Almac Advances Cancer Biomarker for Companion Diagnostics
Almac has announced plans to make its ALM AADx assay, a gene-expression test developed by its Diagnostics Business Unit, available for clinical use in 2015. Further validation of the test in ovarian cancer is on track for completion by the end of this year following the first validated results for a patient cohort, released in May at the American Society for Clinical Oncology (ASCO) Annual Meeting in Chicago. The assay can function with companion diagnostics.

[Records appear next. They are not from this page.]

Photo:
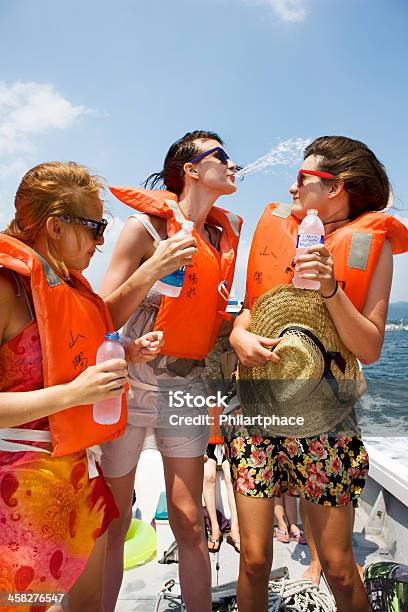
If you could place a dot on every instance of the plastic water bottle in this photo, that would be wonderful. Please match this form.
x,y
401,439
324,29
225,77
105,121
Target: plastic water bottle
x,y
108,411
172,284
310,233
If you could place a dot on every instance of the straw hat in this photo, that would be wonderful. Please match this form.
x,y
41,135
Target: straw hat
x,y
317,377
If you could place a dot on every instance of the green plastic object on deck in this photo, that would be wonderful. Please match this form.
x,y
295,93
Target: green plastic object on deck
x,y
161,510
140,544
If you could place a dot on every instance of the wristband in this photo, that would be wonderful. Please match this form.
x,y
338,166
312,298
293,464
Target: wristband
x,y
327,297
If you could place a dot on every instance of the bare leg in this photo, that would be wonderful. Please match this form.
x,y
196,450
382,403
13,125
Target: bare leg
x,y
122,489
209,491
231,501
314,570
280,514
332,530
256,552
184,485
86,594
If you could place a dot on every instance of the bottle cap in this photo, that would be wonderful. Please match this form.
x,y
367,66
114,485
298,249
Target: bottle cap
x,y
112,336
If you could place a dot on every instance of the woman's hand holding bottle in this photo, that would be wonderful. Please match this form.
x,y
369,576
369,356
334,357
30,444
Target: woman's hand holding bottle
x,y
173,253
98,382
145,348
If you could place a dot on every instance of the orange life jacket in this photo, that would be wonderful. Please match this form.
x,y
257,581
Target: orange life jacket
x,y
72,323
192,321
355,249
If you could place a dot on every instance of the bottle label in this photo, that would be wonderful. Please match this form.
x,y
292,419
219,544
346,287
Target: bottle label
x,y
176,279
307,240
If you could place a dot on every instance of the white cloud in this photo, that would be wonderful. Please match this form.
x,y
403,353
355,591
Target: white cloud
x,y
287,10
27,110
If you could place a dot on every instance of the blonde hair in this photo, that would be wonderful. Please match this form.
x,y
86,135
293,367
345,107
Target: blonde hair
x,y
50,190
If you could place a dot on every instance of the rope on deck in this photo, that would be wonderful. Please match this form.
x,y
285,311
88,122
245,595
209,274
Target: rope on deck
x,y
298,595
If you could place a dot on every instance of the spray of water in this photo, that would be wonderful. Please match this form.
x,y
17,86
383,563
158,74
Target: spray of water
x,y
285,153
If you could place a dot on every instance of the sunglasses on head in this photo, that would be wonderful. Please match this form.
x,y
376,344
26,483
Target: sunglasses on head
x,y
98,227
299,180
218,152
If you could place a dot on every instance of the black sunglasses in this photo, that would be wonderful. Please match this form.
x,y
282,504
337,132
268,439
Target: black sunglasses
x,y
218,152
97,226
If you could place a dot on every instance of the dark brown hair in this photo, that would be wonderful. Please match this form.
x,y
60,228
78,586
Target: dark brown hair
x,y
180,152
352,162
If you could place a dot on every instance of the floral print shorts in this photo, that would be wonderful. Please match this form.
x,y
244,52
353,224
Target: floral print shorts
x,y
327,469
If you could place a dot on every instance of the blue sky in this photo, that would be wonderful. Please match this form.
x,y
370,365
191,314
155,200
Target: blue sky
x,y
112,85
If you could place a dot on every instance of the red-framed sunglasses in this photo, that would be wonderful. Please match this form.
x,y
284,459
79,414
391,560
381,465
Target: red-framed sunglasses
x,y
319,173
218,152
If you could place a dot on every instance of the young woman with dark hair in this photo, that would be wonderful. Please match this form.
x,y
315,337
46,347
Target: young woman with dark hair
x,y
196,172
54,503
344,181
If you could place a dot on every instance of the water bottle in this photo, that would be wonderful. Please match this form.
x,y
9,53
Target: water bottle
x,y
172,284
108,411
310,233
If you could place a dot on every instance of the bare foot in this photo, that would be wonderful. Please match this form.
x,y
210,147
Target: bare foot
x,y
313,573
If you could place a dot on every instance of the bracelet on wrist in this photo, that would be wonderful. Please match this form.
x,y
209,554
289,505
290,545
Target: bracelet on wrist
x,y
327,297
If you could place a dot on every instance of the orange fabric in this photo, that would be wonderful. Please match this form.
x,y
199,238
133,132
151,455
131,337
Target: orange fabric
x,y
274,247
192,321
72,322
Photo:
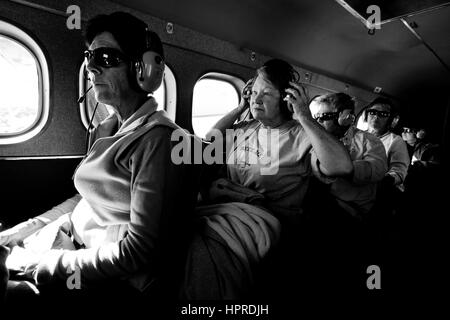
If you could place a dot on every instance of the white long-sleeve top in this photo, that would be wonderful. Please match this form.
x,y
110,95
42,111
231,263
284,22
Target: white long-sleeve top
x,y
398,157
127,182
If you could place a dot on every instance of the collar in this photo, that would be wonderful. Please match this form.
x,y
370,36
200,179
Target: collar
x,y
139,117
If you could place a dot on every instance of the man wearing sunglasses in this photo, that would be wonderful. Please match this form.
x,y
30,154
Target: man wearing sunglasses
x,y
356,193
381,117
132,194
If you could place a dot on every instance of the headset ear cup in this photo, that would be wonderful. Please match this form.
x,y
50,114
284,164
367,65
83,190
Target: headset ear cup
x,y
346,118
394,122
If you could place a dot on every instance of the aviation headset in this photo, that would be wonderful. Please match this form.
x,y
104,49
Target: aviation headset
x,y
140,46
394,117
149,69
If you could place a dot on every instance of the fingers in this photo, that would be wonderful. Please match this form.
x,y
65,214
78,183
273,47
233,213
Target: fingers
x,y
298,91
4,239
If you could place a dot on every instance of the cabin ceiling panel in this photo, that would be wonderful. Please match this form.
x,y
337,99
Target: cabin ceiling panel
x,y
321,36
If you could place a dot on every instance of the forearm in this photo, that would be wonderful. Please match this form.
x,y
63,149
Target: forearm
x,y
333,156
59,210
226,122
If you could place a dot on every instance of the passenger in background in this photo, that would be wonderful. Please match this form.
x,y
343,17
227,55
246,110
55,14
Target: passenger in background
x,y
381,117
354,193
340,209
278,104
422,152
425,168
129,215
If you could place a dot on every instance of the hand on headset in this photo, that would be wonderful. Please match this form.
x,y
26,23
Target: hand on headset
x,y
245,96
297,100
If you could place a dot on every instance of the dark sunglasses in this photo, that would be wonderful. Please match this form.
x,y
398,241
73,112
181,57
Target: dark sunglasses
x,y
409,130
321,117
381,114
105,57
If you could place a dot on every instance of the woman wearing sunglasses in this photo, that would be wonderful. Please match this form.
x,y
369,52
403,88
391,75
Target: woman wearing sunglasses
x,y
382,117
118,227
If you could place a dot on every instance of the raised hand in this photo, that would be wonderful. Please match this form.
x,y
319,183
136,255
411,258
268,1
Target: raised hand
x,y
297,100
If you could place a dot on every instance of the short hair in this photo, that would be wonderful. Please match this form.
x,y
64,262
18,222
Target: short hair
x,y
280,73
128,31
393,111
386,102
341,101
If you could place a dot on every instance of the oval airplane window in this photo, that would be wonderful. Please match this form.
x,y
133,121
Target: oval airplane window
x,y
214,96
24,86
165,96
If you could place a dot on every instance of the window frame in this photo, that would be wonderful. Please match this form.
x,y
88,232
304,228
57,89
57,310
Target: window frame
x,y
21,37
236,82
170,94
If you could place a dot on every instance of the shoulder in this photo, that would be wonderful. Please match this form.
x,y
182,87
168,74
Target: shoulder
x,y
244,125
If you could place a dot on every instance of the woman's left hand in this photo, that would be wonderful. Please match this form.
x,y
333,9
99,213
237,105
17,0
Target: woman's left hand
x,y
297,100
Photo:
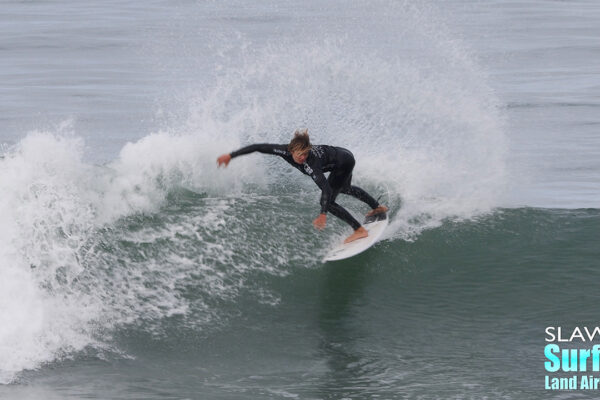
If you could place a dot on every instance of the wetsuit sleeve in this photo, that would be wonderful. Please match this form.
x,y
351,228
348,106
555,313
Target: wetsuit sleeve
x,y
266,148
319,178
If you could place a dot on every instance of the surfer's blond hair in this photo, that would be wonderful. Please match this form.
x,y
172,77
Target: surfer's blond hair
x,y
300,142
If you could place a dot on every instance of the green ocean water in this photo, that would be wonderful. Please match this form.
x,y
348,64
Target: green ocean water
x,y
458,312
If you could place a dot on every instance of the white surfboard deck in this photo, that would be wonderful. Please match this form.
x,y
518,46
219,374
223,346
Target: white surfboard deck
x,y
375,225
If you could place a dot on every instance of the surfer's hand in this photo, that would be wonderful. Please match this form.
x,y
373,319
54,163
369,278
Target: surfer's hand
x,y
223,160
320,222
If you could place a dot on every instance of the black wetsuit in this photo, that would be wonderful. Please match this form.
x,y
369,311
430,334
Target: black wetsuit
x,y
321,158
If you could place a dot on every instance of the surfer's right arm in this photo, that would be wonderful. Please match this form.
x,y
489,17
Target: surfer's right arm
x,y
266,148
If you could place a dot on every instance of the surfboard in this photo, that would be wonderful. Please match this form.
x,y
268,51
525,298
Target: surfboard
x,y
375,224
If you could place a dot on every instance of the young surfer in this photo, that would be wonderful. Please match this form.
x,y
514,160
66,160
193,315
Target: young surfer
x,y
315,161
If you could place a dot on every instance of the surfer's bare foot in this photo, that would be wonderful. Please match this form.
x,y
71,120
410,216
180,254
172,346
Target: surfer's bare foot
x,y
377,210
358,234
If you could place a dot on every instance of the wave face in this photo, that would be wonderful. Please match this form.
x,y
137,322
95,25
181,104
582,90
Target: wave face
x,y
158,236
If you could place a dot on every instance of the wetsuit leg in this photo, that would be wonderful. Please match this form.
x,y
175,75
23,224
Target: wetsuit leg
x,y
338,179
346,167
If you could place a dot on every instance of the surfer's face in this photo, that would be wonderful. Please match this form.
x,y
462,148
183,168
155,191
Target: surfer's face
x,y
300,156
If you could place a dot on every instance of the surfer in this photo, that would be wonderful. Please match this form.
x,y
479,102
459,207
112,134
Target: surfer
x,y
315,160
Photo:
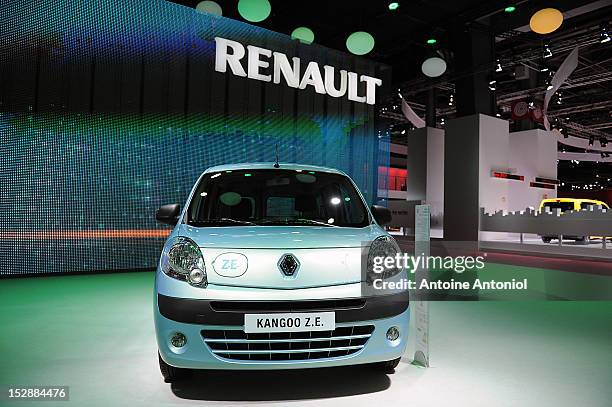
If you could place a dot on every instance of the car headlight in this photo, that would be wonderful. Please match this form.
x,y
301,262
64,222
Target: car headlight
x,y
183,260
381,247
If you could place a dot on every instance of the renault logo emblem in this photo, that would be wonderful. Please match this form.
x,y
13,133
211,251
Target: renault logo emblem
x,y
288,265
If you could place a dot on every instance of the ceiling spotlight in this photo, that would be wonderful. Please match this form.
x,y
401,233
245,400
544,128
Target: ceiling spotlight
x,y
604,36
547,52
433,67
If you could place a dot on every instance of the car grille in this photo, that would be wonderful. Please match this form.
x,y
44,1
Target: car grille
x,y
287,306
235,344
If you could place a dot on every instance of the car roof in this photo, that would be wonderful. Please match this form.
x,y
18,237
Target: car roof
x,y
571,200
270,165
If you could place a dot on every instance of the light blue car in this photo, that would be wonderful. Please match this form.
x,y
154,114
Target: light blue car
x,y
266,269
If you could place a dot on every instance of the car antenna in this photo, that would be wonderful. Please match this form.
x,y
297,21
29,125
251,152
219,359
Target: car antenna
x,y
276,163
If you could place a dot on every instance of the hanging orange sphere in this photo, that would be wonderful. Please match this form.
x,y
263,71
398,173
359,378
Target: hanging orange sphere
x,y
546,21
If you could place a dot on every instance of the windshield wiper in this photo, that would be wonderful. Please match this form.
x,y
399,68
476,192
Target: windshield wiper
x,y
222,221
298,221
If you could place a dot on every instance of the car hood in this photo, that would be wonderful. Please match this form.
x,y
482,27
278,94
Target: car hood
x,y
280,237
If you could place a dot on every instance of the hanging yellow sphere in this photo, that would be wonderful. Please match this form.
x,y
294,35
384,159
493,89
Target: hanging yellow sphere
x,y
546,21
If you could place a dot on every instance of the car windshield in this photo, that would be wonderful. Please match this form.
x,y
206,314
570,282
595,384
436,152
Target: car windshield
x,y
564,206
272,197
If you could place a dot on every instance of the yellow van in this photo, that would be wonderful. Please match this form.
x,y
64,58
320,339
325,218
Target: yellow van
x,y
571,204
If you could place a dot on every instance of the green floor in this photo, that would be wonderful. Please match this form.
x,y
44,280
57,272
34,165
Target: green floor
x,y
95,334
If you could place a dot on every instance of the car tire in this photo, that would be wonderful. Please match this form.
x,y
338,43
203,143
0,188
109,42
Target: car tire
x,y
172,374
388,366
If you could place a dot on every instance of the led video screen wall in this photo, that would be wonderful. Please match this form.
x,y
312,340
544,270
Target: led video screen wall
x,y
110,109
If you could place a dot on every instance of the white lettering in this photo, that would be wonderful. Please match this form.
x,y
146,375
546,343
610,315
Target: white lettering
x,y
329,82
353,89
222,58
312,76
290,73
255,63
371,84
230,53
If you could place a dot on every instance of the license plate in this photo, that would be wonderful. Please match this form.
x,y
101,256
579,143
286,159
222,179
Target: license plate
x,y
290,322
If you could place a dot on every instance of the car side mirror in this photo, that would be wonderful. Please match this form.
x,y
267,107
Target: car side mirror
x,y
168,214
381,214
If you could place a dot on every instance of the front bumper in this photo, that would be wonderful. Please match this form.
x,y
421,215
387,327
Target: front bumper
x,y
197,354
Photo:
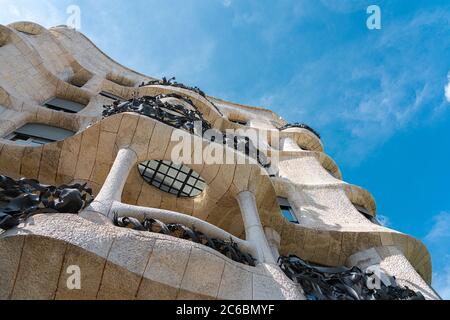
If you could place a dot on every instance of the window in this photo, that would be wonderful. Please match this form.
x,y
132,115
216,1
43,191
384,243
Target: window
x,y
59,104
241,122
287,211
36,134
178,180
366,214
111,96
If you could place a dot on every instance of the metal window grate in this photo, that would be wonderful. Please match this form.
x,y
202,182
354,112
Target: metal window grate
x,y
178,180
287,211
110,95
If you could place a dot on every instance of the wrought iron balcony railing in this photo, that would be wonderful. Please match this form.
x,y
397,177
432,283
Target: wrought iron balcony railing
x,y
301,126
342,283
171,82
179,116
20,199
227,248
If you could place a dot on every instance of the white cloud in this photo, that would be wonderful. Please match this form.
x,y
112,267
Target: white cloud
x,y
447,88
438,242
441,228
441,283
362,92
47,13
345,6
227,3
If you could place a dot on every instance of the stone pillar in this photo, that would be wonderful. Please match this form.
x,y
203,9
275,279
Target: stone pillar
x,y
390,259
115,182
253,228
287,144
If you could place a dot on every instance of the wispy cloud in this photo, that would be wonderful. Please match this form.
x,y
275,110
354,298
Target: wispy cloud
x,y
441,283
438,242
364,91
45,12
441,228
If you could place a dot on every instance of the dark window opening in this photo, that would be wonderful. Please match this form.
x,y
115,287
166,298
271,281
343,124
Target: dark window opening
x,y
178,180
241,122
287,211
366,214
59,104
36,134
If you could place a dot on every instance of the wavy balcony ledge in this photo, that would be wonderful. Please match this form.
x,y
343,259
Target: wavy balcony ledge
x,y
157,266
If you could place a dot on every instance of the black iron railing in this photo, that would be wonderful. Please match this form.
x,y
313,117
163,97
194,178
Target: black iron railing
x,y
228,248
179,116
172,83
301,126
20,199
341,283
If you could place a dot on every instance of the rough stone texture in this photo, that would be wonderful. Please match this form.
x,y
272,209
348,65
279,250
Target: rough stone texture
x,y
122,264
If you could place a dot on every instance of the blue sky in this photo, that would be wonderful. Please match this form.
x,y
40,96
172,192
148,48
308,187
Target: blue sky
x,y
378,97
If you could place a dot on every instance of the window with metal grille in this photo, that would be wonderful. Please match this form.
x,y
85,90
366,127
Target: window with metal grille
x,y
175,179
241,122
287,211
59,104
110,95
36,134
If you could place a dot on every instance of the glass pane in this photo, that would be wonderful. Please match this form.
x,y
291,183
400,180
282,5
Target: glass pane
x,y
288,214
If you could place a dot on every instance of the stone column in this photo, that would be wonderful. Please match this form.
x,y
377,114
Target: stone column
x,y
115,182
253,228
390,259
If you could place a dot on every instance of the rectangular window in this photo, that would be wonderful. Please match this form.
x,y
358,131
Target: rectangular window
x,y
111,96
366,214
59,104
36,134
287,211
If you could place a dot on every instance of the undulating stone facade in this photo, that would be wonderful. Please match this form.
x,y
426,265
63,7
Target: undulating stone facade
x,y
239,201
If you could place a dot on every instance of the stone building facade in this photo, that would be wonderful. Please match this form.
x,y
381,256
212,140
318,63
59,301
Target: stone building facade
x,y
53,86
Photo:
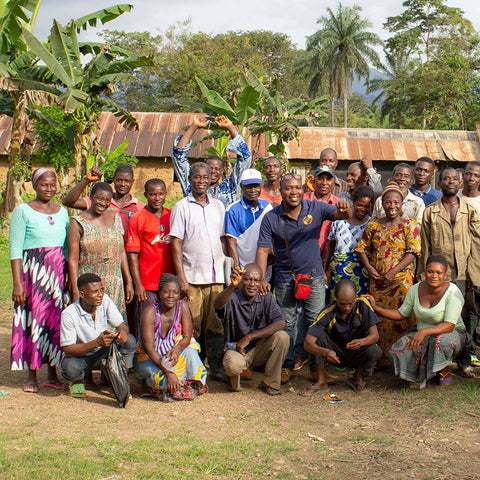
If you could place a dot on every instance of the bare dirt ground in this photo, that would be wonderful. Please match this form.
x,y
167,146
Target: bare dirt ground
x,y
392,432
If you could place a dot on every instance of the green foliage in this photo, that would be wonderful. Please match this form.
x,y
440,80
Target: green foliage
x,y
49,125
218,60
112,159
339,50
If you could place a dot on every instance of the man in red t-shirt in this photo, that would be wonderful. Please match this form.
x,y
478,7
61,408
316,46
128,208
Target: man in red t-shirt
x,y
149,245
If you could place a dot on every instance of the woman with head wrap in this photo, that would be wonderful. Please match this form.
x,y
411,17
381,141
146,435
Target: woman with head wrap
x,y
387,248
37,237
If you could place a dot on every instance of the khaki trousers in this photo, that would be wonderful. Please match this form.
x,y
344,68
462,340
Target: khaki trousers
x,y
205,322
270,351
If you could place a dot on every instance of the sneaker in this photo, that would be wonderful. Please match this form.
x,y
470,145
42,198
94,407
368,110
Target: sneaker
x,y
287,374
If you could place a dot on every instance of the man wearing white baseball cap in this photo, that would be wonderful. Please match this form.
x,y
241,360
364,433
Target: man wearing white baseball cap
x,y
243,219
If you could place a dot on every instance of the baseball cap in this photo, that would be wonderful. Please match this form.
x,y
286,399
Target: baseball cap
x,y
324,169
250,176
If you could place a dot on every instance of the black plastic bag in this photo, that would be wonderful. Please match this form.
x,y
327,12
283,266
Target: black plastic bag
x,y
114,368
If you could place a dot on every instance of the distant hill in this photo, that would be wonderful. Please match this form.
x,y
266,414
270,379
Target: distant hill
x,y
359,87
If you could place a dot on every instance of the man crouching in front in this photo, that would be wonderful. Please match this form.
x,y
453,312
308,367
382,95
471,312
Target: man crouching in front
x,y
85,333
345,333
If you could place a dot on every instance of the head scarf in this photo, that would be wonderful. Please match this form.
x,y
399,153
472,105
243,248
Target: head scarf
x,y
393,187
39,172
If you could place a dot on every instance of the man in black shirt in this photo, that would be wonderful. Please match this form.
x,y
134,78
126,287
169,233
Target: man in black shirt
x,y
344,333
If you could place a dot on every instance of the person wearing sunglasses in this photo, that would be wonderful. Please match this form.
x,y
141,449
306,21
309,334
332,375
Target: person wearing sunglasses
x,y
38,231
293,229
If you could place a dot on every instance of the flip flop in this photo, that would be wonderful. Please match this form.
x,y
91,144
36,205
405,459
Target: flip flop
x,y
313,390
77,390
357,387
30,388
56,385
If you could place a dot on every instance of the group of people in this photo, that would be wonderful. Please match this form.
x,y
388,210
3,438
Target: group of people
x,y
248,271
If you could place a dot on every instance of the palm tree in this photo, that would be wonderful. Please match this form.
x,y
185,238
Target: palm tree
x,y
339,50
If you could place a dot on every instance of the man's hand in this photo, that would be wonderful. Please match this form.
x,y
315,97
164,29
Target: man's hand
x,y
172,382
355,344
223,122
105,339
94,175
366,163
185,289
236,276
414,343
201,122
332,357
242,344
122,337
265,287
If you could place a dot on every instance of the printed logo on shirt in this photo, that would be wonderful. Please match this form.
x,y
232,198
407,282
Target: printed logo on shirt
x,y
307,220
161,238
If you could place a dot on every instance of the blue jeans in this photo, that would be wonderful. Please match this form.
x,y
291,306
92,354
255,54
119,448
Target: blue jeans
x,y
74,368
299,314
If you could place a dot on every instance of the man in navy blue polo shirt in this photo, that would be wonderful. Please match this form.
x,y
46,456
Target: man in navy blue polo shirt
x,y
302,220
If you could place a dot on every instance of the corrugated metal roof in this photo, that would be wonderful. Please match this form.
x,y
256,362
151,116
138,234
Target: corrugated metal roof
x,y
157,131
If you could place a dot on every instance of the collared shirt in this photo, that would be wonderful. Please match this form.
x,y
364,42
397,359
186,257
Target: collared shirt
x,y
302,234
374,181
356,326
78,326
227,191
429,196
460,244
475,201
240,317
149,236
126,212
327,225
412,208
200,227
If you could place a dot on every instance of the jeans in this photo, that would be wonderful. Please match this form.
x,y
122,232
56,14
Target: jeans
x,y
74,368
299,314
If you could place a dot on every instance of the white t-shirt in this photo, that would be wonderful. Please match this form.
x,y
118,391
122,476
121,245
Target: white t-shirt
x,y
200,228
78,326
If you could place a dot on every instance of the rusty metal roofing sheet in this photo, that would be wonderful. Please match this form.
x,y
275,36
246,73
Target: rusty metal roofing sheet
x,y
157,132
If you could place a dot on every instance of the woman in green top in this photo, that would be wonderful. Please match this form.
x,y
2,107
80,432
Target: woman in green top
x,y
439,334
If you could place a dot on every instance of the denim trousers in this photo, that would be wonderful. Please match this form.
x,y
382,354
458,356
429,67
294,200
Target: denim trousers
x,y
299,314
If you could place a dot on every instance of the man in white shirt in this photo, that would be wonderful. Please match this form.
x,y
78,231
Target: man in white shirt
x,y
197,229
87,330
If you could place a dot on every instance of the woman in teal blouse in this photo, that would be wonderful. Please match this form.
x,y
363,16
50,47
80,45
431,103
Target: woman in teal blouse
x,y
440,333
37,236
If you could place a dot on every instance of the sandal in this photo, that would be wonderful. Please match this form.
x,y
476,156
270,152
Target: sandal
x,y
77,390
30,388
57,385
313,390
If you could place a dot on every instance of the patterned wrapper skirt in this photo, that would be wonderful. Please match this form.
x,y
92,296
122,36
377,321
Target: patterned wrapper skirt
x,y
435,353
36,324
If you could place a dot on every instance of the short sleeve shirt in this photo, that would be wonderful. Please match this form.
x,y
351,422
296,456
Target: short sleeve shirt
x,y
361,318
78,326
149,236
302,234
240,317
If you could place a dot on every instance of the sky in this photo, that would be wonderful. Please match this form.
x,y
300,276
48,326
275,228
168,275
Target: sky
x,y
296,18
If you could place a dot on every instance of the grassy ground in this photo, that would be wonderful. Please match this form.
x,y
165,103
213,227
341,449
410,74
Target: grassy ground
x,y
392,432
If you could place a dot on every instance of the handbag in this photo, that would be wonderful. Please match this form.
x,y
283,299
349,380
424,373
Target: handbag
x,y
303,282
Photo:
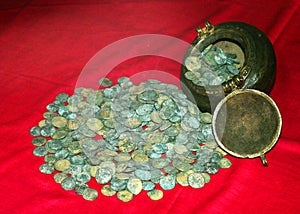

The test, once clinically available, would serve ovarian cancer patients, demonstrating likely treatment outcomes, which will enable personalized care plans and provide clinicians with better data to prescribe appropriate drug regimens. In some patients, the use of certain drugs may produce adverse outcomes, and this test will help to better identify these cohorts and potentially improve life expectancy. The results, already presented at ASCO, identified a molecular subgroup of high grade serous ovarian cancer (HGSOC) patients – defined by the absence of angiogenesis and representing 40% of the HGSOC population – that showed good prognosis following standard of care chemotherapy. However, these patients also exhibited a worse progression free and overall survival following the addition of bevacizumab within the ICON7 study translational dataset. By contrast, patients whose tumors fell outside of this molecular subgroup, exhibited a trend toward improved progression free survival. The work was carried out in collaboration with the Medical Research Council in the UK.
Almac says that the test will work both for other anti-angiogenic compounds, functioning in a similar manner, as well as for other cancer types. The company is actively engaged with the US Food and Drug Administration and European regulatory authorities and aims to obtain both FDA approval for the US and CE-IVD marking in Europe to bring the AADx assay to market in 2015.